[PATCH] Fix gimple store merging (PR tree-optimization/78436)

Jakub Jelinek jakub@redhat.com
Mon Nov 21 19:15:00 GMT 2016


Hi!

The
   if (!BYTES_BIG_ENDIAN)
-    shift_bytes_in_array (tmpbuf, byte_size, shift_amnt);
+    {
+      shift_bytes_in_array (tmpbuf, byte_size, shift_amnt);
+      if (shift_amnt == 0)
+       byte_size--;
+    }
hunk below is the actual fix for the PR, where we originally store:
8-bit 0 at offset 24-bits followed by 24-bit negative value at offset 0,
little endian.  encode_tree_to_bitpos actually allocates 1 extra byte in the
buffer and byte_size is also 1 byte longer, for the case where the
bits need to be shifted (it only cares about shifts within bytes, so 0 to
BITS_PER_UNIT - 1).  If no shifting is done and there is no padding, we are
also fine, because native_encode_expr will only actually write the size of
TYPE_MODE bytes.  But in this case padding is 1 byte, so native_encode_expr
writes 4 bytes (the last one is 0xff), byte_size is initially 5, as padding
is 1, it is decremented to 4.  But we actually want to store just 3 bytes,
not 4; when we store 4, we overwrite the earlier value of the following
byte.

The rest of the patch are just cleanups.

Bootstrapped/regtested on x86_64-linux and i686-linux, ok for trunk?

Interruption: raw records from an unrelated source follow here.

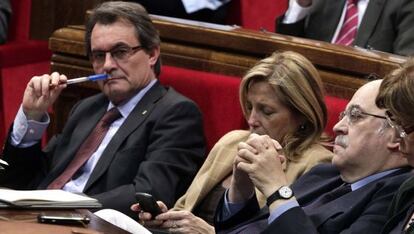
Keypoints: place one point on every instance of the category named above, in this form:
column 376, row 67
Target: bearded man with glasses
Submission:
column 397, row 96
column 153, row 142
column 350, row 195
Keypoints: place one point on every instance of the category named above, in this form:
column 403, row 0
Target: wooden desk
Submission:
column 26, row 222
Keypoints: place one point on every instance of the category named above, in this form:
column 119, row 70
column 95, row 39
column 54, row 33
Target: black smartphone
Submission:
column 63, row 218
column 148, row 203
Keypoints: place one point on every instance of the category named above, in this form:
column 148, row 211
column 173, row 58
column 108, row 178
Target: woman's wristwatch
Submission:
column 283, row 192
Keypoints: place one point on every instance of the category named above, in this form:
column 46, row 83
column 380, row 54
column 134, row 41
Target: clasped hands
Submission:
column 258, row 163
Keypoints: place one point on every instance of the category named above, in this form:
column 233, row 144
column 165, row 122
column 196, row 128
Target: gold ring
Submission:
column 175, row 224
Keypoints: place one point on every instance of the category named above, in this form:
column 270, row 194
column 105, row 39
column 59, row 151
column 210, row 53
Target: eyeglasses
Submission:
column 119, row 54
column 401, row 131
column 355, row 114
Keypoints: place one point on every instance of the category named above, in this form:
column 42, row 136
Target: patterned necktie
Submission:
column 349, row 28
column 330, row 196
column 86, row 150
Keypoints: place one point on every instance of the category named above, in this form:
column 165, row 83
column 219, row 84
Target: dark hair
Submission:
column 396, row 93
column 134, row 13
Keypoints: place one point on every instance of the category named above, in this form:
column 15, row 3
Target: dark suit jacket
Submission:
column 360, row 211
column 386, row 26
column 158, row 150
column 402, row 203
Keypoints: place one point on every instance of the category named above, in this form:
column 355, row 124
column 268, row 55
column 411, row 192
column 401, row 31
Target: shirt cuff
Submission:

2016-11-21  Jakub Jelinek  <jakub@redhat.com>

	PR tree-optimization/78436
	* gimple-ssa-store-merging.c (zero_char_buf): Removed.
	(shift_bytes_in_array, shift_bytes_in_array_right,
	merged_store_group::apply_stores): Formatting fixes.
	(clear_bit_region): Likewise.  Use memset.
	(encode_tree_to_bitpos): Formatting fixes.  Fix comment typos - EPXR
	instead of EXPR and inerted instead of inserted.  Use memset instead
	of zero_char_buf.  For !BYTES_BIG_ENDIAN decrease byte_size by 1
	if shift_amnt is 0.

	* gcc.c-torture/execute/pr78436.c: New test.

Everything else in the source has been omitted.